This match-up looks incredibly even on paper, with both teams relying on a healthy contribution from their entire team rather than one or two superstars.
Last time they met, Beth Mooney hit 102 off 55 balls to steer her team to victory, but the Thunder won’t be too disappointed given that they were highly competitive in a game where one player changed the landscape of the match.
Middle-order batter Naomi Stalenberg confirmed that the Thunder will stick to their guns in the semi-final.
“I don’t think we’ll change too much,” Stalenberg said.
“In terms of the bat we’re all hitting the ball really well. It was a really exciting game up in Cairns and I don’t think we can change too much from that.
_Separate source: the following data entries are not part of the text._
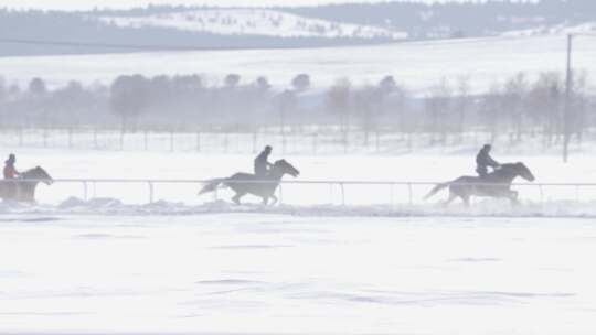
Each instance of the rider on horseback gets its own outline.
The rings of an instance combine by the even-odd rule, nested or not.
[[[14,168],[15,162],[17,162],[17,156],[14,156],[14,153],[11,153],[9,155],[9,159],[4,162],[4,179],[6,180],[14,180],[19,176],[19,172]]]
[[[501,164],[490,156],[491,149],[492,147],[490,144],[485,144],[476,156],[476,172],[480,177],[486,177],[488,175],[488,166],[492,169],[501,168]]]
[[[19,176],[19,172],[14,168],[14,163],[17,162],[17,156],[14,156],[14,153],[9,154],[8,160],[4,162],[4,180],[10,181],[6,182],[6,188],[7,194],[10,196],[14,196],[17,194],[17,182],[13,182],[12,180],[15,180]]]
[[[255,175],[257,177],[264,177],[269,172],[269,168],[273,166],[269,163],[269,154],[272,154],[272,147],[267,145],[255,159]]]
“Sydney Thunder have a lot of experience, especially internationally, and everyone’s contributed in a really good way, so we’re all really excited."
The Thunder will rely on openers Rachael Haynes and Rachel Priest to get them off to a strong start. Their plan so far this season has been for Priest to attack the new ball, and for Haynes to bat deep into the innings, and that will continue in the semi-final.
With Alex Blackwell coming into form in the latter stages of the competition, all of the Thunder middle-order batters have contributed this season, and this is an area that they look to have a slight advantage over the Heat.
Even in the lower middle-order, Stefanie Taylor and Nicola Carey are averaging 39 and 42.5 respectively as late order finishers.
Indian superstar Harmanpreet Kaur has been well below her best in the latter stages of this tournament, but she’s got plenty of big match experience and could be a difference maker in the finals.
With the ball, it’s variety that is the key for the Thunder. They might not have the biggest names, but their attack boasts two off-spinners, two leg spinners and an array of quicks that all fill their role slightly differently.